Current evidence assessment frameworks used by regulators and HTA bodies often struggle to accommodate the specific challenges of rare and ultra-rare disease development. This misalignment can lead to unpredictable decision-making, delays, and inequalities in patient access.
This webinar will explore the key challenges in evidence generation for ultra-rare diseases, highlighting how traditional approaches may fall short. We will discuss the ongoing initiatives in Europe and internationally aimed at improving alignment, and the role of the RealiseD consortium in advancing scientific and operational solutions. The session will also emphasise the need for a fundamental shift in how stakeholders generate, interpret, and evaluate evidence to better serve patients with ultra-rare conditions.

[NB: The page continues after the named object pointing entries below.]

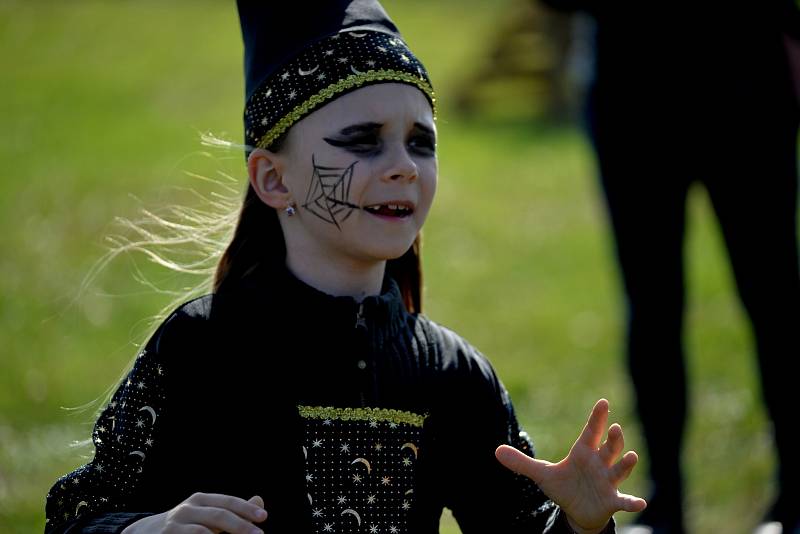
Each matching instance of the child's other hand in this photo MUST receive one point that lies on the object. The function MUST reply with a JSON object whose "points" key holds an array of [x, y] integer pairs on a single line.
{"points": [[584, 484], [211, 512]]}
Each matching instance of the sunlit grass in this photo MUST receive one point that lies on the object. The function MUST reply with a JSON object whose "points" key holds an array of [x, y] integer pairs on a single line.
{"points": [[98, 113]]}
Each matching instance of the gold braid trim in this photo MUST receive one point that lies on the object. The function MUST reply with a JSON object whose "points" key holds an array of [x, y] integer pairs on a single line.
{"points": [[353, 80], [362, 414]]}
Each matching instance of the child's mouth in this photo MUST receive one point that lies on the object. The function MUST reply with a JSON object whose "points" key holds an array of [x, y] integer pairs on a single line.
{"points": [[391, 209]]}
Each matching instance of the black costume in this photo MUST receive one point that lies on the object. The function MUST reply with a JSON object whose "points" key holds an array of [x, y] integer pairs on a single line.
{"points": [[688, 92], [361, 417]]}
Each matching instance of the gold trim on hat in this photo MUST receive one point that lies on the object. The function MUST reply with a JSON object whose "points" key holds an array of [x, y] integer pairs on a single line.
{"points": [[328, 93]]}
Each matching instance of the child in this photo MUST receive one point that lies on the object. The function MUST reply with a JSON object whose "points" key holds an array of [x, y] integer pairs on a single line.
{"points": [[307, 393]]}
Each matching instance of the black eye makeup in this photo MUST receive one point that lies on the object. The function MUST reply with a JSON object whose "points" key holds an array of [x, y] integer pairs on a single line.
{"points": [[365, 139]]}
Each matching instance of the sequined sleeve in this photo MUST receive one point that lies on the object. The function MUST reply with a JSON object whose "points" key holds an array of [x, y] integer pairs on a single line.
{"points": [[96, 497]]}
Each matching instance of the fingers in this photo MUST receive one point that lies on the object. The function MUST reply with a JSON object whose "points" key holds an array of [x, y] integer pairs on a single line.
{"points": [[613, 445], [521, 463], [630, 503], [623, 468], [249, 510], [595, 426], [258, 501], [215, 519]]}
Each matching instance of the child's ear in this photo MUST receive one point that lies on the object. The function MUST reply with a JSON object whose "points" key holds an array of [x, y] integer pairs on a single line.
{"points": [[266, 178]]}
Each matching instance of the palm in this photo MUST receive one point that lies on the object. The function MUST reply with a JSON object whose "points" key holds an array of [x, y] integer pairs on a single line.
{"points": [[584, 483]]}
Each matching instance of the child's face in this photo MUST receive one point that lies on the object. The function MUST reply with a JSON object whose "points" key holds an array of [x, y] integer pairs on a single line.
{"points": [[362, 171]]}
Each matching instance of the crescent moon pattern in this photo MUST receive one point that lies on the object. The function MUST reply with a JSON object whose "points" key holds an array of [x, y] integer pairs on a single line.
{"points": [[361, 488], [355, 514], [302, 72], [151, 410], [122, 437], [412, 447], [78, 508], [365, 462]]}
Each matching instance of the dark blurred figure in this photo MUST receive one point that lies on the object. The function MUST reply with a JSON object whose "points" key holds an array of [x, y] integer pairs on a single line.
{"points": [[700, 91]]}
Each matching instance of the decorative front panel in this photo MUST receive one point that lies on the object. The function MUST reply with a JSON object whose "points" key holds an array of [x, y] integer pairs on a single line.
{"points": [[361, 468]]}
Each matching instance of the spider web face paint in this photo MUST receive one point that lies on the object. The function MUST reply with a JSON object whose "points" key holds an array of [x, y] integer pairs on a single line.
{"points": [[329, 192]]}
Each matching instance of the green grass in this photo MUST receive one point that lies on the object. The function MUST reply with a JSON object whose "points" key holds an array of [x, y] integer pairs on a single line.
{"points": [[101, 104]]}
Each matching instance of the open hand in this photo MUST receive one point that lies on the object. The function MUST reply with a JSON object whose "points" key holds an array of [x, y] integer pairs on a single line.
{"points": [[584, 484], [210, 513]]}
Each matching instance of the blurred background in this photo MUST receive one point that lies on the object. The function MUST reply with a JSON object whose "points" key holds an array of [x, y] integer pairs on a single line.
{"points": [[102, 105]]}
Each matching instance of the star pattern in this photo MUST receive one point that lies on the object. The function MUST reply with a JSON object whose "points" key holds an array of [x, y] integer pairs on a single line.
{"points": [[362, 468], [119, 462], [371, 55]]}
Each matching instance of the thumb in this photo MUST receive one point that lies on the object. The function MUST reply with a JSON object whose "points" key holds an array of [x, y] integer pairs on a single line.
{"points": [[521, 463], [258, 501]]}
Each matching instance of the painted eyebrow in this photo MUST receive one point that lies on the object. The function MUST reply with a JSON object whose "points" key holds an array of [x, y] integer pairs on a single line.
{"points": [[364, 127], [369, 127]]}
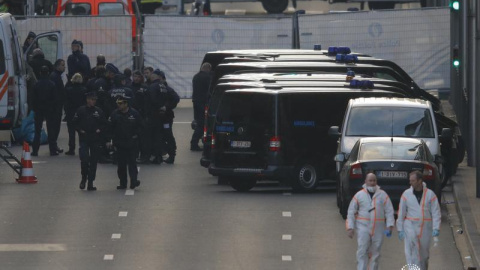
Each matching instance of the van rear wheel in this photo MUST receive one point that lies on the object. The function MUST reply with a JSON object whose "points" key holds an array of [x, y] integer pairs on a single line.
{"points": [[242, 184], [306, 177]]}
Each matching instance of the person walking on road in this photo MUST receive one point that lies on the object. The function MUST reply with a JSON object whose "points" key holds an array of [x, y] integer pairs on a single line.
{"points": [[75, 97], [370, 214], [44, 108], [56, 77], [419, 219], [126, 125], [91, 123], [200, 84], [78, 62]]}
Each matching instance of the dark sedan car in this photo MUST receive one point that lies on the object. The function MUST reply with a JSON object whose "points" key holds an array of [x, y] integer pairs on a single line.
{"points": [[391, 159]]}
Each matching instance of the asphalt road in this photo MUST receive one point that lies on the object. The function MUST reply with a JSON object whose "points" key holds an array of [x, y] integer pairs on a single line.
{"points": [[179, 218]]}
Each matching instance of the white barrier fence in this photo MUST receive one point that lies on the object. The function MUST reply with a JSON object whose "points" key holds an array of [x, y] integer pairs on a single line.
{"points": [[417, 40], [110, 36]]}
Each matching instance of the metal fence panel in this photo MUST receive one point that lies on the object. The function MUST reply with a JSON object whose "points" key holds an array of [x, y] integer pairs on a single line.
{"points": [[107, 35], [177, 44], [417, 40]]}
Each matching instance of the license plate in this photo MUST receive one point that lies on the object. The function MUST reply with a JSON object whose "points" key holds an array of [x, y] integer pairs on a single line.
{"points": [[240, 144], [391, 174]]}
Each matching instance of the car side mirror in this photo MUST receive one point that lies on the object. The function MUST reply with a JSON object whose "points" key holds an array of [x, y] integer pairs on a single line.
{"points": [[446, 134], [339, 157], [439, 159], [334, 131]]}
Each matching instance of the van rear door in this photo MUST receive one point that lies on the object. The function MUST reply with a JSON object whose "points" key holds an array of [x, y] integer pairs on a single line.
{"points": [[244, 125]]}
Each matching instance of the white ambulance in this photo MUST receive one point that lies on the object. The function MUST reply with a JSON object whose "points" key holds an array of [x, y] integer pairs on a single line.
{"points": [[13, 87]]}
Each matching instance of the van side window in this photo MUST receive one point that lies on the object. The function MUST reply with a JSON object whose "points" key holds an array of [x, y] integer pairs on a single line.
{"points": [[2, 58], [111, 9], [75, 9]]}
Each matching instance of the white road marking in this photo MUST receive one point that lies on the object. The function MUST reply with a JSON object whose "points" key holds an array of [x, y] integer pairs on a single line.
{"points": [[286, 258], [32, 247]]}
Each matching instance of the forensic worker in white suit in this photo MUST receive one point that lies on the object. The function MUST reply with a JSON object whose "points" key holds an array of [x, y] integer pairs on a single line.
{"points": [[370, 214], [418, 220]]}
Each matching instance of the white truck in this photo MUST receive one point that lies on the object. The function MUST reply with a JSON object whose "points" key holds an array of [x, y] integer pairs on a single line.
{"points": [[13, 85]]}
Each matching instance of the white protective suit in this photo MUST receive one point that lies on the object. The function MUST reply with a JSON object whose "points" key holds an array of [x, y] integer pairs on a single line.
{"points": [[417, 221], [367, 216]]}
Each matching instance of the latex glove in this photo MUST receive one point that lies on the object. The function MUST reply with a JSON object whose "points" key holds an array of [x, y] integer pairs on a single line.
{"points": [[401, 235], [350, 233]]}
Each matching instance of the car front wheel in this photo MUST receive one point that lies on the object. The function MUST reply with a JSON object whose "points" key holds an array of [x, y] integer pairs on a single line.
{"points": [[306, 177]]}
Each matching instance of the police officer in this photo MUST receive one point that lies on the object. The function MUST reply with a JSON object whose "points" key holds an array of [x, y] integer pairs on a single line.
{"points": [[90, 123], [56, 77], [44, 108], [75, 97], [126, 125], [200, 84], [170, 104], [78, 62], [139, 90]]}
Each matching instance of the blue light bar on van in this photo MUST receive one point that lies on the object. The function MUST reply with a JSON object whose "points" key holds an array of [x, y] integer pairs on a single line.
{"points": [[337, 50], [346, 58], [361, 84]]}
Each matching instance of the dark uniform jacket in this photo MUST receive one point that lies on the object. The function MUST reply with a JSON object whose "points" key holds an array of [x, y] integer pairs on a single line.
{"points": [[44, 95], [139, 91], [56, 77], [201, 84], [78, 63], [159, 95], [37, 62], [75, 98], [125, 128], [89, 119]]}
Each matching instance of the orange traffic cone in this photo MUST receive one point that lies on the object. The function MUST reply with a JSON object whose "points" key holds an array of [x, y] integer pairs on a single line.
{"points": [[27, 176]]}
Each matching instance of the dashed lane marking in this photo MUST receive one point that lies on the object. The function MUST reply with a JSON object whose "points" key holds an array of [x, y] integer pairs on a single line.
{"points": [[32, 247], [286, 258]]}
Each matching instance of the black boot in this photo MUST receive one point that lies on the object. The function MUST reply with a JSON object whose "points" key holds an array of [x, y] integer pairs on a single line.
{"points": [[82, 183], [170, 159]]}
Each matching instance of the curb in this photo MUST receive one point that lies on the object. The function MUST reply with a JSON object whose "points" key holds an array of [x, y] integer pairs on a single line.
{"points": [[466, 218]]}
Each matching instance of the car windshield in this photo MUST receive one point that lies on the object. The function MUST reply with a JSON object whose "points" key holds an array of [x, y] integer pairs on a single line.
{"points": [[76, 9], [391, 151], [390, 121], [110, 9]]}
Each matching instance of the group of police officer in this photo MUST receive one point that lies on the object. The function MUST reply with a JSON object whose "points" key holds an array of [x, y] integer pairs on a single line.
{"points": [[139, 128]]}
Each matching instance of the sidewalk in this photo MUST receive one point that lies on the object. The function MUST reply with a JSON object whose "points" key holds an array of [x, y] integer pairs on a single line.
{"points": [[468, 208]]}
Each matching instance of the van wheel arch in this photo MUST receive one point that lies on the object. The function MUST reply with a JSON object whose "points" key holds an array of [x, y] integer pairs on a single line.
{"points": [[306, 175]]}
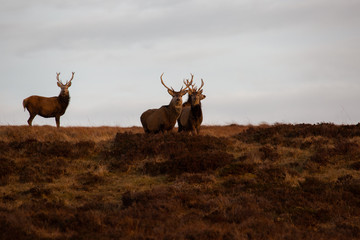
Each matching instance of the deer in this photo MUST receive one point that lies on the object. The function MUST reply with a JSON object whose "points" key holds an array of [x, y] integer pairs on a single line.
{"points": [[49, 107], [164, 118], [191, 115]]}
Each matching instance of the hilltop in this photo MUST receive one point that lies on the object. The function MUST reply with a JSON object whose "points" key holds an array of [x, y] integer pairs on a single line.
{"points": [[278, 181]]}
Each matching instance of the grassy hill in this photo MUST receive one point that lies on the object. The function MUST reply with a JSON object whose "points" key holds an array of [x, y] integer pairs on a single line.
{"points": [[231, 182]]}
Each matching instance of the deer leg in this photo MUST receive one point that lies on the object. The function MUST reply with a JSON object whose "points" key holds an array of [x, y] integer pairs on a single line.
{"points": [[57, 119], [32, 116]]}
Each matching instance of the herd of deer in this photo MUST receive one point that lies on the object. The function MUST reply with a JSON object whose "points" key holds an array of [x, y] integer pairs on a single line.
{"points": [[163, 119]]}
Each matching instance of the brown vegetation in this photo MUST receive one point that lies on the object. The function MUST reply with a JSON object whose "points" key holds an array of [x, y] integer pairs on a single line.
{"points": [[230, 182]]}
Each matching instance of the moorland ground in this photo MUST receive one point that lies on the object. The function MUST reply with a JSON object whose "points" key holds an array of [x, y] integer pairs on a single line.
{"points": [[232, 182]]}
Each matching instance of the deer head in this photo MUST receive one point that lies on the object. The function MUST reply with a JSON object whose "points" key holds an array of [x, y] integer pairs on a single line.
{"points": [[195, 95], [177, 96], [64, 87]]}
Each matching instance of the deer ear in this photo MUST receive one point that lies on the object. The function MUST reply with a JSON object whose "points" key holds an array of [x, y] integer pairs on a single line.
{"points": [[171, 92]]}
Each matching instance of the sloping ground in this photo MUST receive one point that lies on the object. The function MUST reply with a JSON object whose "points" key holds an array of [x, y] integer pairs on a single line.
{"points": [[232, 182]]}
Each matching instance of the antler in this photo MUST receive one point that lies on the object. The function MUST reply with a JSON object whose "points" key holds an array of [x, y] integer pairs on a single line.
{"points": [[67, 82], [57, 78], [189, 83], [202, 84], [165, 85]]}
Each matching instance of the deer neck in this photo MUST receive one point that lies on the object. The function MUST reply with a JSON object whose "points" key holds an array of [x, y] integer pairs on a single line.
{"points": [[196, 110], [64, 99]]}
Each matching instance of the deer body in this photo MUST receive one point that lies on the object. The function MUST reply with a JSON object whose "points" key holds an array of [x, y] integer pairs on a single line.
{"points": [[191, 116], [48, 107], [164, 118]]}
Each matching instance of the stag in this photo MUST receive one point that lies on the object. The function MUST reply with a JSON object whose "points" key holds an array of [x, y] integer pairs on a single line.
{"points": [[48, 107], [164, 118], [191, 115]]}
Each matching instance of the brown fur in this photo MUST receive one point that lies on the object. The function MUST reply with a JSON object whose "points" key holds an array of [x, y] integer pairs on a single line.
{"points": [[48, 107], [160, 120], [191, 116]]}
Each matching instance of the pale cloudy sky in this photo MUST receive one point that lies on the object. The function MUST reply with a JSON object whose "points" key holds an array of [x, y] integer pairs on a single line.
{"points": [[261, 60]]}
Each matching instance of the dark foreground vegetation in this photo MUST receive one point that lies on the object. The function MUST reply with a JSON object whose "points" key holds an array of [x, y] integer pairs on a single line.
{"points": [[231, 182]]}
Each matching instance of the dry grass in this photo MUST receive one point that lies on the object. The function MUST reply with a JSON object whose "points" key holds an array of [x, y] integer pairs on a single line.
{"points": [[231, 182]]}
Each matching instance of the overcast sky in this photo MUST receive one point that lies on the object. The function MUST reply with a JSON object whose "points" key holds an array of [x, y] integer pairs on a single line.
{"points": [[261, 60]]}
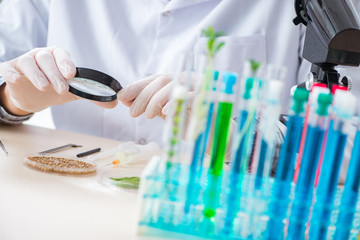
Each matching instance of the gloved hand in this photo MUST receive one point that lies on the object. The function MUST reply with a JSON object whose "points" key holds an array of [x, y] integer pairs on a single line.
{"points": [[37, 80], [150, 96]]}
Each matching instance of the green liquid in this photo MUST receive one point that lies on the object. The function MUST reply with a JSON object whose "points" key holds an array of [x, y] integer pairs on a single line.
{"points": [[221, 138]]}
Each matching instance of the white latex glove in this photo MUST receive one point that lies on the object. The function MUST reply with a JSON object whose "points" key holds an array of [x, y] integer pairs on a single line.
{"points": [[37, 79], [149, 96]]}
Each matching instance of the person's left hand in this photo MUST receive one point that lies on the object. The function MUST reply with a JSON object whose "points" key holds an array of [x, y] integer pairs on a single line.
{"points": [[149, 95]]}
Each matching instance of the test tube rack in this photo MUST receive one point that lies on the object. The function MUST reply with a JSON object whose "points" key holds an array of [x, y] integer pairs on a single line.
{"points": [[163, 195]]}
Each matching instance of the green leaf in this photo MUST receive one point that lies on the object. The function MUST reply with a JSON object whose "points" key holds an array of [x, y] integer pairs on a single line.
{"points": [[254, 65], [127, 182], [212, 46], [219, 34], [211, 42], [219, 46]]}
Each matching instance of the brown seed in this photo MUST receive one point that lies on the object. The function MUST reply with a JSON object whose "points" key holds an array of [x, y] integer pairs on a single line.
{"points": [[60, 165]]}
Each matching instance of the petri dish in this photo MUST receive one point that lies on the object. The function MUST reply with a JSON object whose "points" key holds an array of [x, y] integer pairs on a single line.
{"points": [[94, 85]]}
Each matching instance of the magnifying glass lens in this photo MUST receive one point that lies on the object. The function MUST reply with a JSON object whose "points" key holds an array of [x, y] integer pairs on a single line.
{"points": [[94, 85], [91, 87]]}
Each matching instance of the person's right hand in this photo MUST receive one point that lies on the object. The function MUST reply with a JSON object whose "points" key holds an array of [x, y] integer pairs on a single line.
{"points": [[37, 80]]}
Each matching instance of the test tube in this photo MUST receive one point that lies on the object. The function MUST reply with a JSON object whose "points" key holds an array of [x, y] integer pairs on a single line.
{"points": [[220, 142], [350, 193], [285, 168], [318, 122], [240, 150], [343, 111], [268, 131]]}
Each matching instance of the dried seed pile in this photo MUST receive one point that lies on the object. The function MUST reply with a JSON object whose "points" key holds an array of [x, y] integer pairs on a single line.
{"points": [[60, 165]]}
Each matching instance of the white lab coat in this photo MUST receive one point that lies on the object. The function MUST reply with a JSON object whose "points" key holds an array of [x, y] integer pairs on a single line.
{"points": [[133, 39]]}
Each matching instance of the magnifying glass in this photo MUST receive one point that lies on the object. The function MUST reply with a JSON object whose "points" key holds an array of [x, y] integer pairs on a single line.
{"points": [[94, 85]]}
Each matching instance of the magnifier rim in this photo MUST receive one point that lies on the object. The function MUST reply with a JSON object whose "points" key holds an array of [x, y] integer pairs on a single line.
{"points": [[99, 77]]}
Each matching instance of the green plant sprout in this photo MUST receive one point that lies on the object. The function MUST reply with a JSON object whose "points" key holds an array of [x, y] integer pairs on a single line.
{"points": [[255, 65], [127, 182], [212, 45]]}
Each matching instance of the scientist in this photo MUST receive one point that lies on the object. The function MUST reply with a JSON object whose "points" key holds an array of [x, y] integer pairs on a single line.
{"points": [[136, 42]]}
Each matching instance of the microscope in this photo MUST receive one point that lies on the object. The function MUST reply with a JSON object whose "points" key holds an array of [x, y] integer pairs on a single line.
{"points": [[332, 38]]}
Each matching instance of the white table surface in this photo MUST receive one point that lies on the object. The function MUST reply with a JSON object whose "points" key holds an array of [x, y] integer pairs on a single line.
{"points": [[39, 205]]}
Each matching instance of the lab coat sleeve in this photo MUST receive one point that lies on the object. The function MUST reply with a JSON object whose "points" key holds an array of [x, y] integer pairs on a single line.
{"points": [[23, 26]]}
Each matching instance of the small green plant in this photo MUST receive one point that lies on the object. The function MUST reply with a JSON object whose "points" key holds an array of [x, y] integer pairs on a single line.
{"points": [[254, 66], [127, 182], [212, 45]]}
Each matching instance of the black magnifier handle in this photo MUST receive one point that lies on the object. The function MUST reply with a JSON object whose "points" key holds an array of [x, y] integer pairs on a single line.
{"points": [[57, 149]]}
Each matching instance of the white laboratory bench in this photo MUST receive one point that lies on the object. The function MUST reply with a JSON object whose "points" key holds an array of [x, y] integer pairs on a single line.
{"points": [[42, 206]]}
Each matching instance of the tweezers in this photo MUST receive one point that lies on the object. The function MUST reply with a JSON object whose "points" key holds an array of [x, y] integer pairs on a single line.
{"points": [[3, 147], [57, 149]]}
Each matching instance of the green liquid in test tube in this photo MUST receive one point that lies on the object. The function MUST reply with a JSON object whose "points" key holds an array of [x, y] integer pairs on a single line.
{"points": [[220, 143]]}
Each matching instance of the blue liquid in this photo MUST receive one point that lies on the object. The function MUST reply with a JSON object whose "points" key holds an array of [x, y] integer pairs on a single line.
{"points": [[201, 143], [283, 178], [241, 151], [329, 178], [305, 185], [261, 164], [350, 194], [193, 188], [233, 198]]}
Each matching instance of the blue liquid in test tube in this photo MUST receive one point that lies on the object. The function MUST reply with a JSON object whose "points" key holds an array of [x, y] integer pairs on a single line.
{"points": [[305, 185], [344, 107], [350, 194], [285, 168]]}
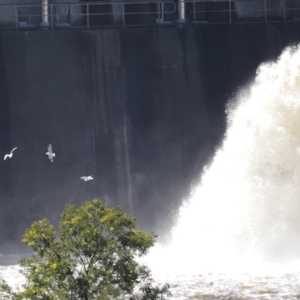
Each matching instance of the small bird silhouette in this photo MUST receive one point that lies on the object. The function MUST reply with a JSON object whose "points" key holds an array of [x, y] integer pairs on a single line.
{"points": [[10, 154], [87, 178], [50, 153]]}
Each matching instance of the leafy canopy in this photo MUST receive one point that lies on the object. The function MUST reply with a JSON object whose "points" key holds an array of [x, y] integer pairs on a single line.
{"points": [[93, 257]]}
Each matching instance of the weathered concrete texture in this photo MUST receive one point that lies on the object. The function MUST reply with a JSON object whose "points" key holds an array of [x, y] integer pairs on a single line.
{"points": [[142, 110]]}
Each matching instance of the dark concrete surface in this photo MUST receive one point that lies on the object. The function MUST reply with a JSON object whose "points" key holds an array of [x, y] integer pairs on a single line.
{"points": [[141, 110]]}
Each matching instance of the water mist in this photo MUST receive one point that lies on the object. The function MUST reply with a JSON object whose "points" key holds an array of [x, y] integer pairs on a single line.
{"points": [[245, 213]]}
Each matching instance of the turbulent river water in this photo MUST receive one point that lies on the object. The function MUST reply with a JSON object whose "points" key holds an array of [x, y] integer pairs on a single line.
{"points": [[237, 235]]}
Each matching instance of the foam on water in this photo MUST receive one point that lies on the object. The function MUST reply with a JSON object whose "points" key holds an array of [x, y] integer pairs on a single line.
{"points": [[245, 213]]}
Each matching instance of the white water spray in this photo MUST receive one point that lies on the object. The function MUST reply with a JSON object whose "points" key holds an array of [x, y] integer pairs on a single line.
{"points": [[246, 211]]}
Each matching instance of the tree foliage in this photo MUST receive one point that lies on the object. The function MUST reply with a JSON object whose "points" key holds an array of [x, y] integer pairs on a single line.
{"points": [[94, 257]]}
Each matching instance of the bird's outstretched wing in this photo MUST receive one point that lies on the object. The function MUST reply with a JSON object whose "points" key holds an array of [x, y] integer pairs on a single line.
{"points": [[13, 150]]}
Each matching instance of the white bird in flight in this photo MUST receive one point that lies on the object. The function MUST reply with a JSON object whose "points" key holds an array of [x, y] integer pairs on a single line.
{"points": [[50, 153], [10, 154], [87, 178]]}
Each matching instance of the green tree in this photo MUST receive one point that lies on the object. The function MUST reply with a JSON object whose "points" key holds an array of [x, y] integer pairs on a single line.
{"points": [[94, 257]]}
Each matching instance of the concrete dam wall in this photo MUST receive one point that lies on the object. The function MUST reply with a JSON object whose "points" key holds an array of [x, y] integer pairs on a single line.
{"points": [[141, 110]]}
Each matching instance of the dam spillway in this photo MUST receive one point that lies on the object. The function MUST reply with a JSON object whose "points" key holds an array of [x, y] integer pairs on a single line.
{"points": [[140, 109]]}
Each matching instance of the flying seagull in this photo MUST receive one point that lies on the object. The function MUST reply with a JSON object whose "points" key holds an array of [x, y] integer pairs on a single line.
{"points": [[50, 153], [86, 178], [10, 154]]}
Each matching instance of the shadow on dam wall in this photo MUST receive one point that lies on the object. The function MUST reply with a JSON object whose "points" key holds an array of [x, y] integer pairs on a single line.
{"points": [[141, 110]]}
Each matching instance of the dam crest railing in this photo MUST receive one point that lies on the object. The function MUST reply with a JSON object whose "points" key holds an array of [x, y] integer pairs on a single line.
{"points": [[113, 13]]}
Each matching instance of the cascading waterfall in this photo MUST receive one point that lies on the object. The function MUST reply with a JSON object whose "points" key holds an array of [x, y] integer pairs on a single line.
{"points": [[245, 213]]}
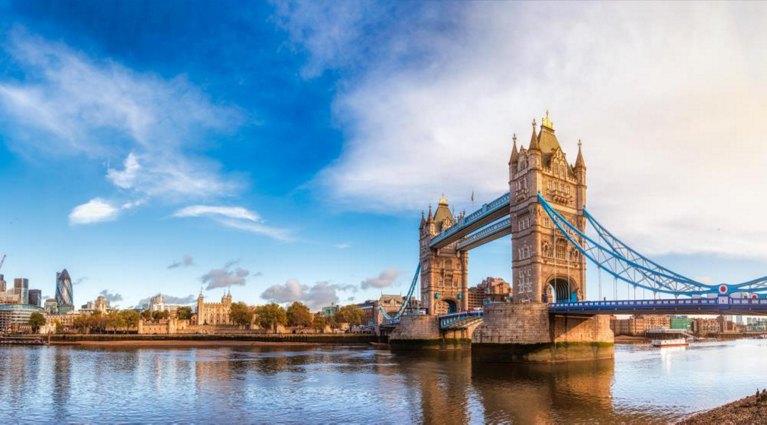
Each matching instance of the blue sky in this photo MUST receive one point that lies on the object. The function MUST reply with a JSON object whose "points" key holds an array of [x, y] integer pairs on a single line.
{"points": [[287, 149]]}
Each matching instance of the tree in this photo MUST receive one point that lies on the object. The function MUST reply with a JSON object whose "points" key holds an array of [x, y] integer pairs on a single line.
{"points": [[319, 322], [130, 318], [114, 320], [240, 314], [271, 315], [159, 315], [350, 314], [36, 321], [184, 313], [299, 315]]}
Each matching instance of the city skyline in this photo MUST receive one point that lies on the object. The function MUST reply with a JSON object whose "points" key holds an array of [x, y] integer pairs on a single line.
{"points": [[286, 150]]}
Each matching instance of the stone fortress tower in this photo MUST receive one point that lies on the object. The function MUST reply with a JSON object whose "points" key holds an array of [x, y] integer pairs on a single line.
{"points": [[444, 272], [545, 267]]}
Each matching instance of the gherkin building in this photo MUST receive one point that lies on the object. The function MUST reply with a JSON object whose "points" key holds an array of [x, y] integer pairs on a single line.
{"points": [[64, 296]]}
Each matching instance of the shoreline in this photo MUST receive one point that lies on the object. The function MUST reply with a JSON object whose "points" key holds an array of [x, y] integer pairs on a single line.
{"points": [[747, 410]]}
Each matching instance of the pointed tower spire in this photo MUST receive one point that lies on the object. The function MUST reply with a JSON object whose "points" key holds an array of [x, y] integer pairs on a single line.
{"points": [[534, 139], [579, 162], [514, 151]]}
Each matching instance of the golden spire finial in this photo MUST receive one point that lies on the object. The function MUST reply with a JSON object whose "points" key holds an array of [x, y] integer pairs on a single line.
{"points": [[546, 121]]}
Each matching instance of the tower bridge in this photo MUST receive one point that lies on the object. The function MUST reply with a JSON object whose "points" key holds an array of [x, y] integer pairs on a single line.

“Explore why current evidence frameworks fall short in rare diseases—and discover how the RealiseD consortium is driving scientific and operational solutions to accelerate patient access and reshape evidence generation.”
Agenda
- Introduction – by Alicia Granados, Global Head of Rare Disease Medical Scientific Advocacy & Insights at Sanofi
- Presentation – by Francois Meyer, Health Technology Assessment consultant
- Discussion Pannel
- Andrew Thomson – Owner and lead consultant at Regnitio
- Karen Facey – Scientific Advisor in HTA at University of Oxford
- Florian Inning – Bundesverband Kleinwüchsige Menschen und ihre Familien e.V.
- Audience Q&A
- Closure
About the project: The RealiseD project, funded by the Innovative Health Initiative (IHI), aims to develop a collaborative and comprehensive methodological and operational framework to improve how clinical trials are designed and conducted in ultra-rare diseases.During this webinar, we will present the project’s objectives, structure, and innovative approaches, offering participants an opportunity to learn about current challenges and emerging solutions for evidence generation in ultra-rare disease research.